Editor's Note: This resource can be used in conjunction with the lesson Contemporary Clay: Japanese Ceramics for the New Century.
The artist Yō Akiyama often creates works that are quite large, including full-scale installation pieces. Akiyama uses the material as a vehicle to explore the dualities of interior and exterior features and the properties of creation and decay. Despite the organic appearance of Akiyama’s forms, he is meticulous in his pursuit of a preconceived image. He achieves this through a multi-step process of shaping, singeing, peeling, carving and firing each work of art. To sculpt pieces like the one shown here, Akiyama throws a form on a pottery wheel and then uses a blowtorch to induce cracks in the clay’s surface.

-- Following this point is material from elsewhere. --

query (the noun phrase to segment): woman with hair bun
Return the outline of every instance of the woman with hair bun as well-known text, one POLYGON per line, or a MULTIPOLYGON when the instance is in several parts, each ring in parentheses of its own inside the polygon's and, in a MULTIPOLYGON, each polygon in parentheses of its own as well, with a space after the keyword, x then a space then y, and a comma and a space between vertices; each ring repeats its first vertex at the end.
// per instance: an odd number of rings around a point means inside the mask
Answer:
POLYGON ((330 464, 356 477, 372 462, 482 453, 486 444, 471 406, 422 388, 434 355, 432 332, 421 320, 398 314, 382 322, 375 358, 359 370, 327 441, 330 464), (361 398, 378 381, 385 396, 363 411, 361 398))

This singeing also produces corresponding fragmentation on the reverse side of the clay.
Akiyama studied under Kazuo Yagi, one of Japan’s most influential and emulated ceramic artists. Yagi was not only masterful at creating flawless vessels in the style of Chinese prototypes, but also revolutionary in breaking free from such models and introducing the idea of ceramic form as pure sculpture . As a student of Yagi, Akiyama’s work shares these traits: impeccable technical skill and training, combined with a spirit of avant-garde experimentation.
Metavoid 4. 2004, stoneware, 22” x 28 3/4” x 28” -- Yō Akiyama, Kyoto, 1953-.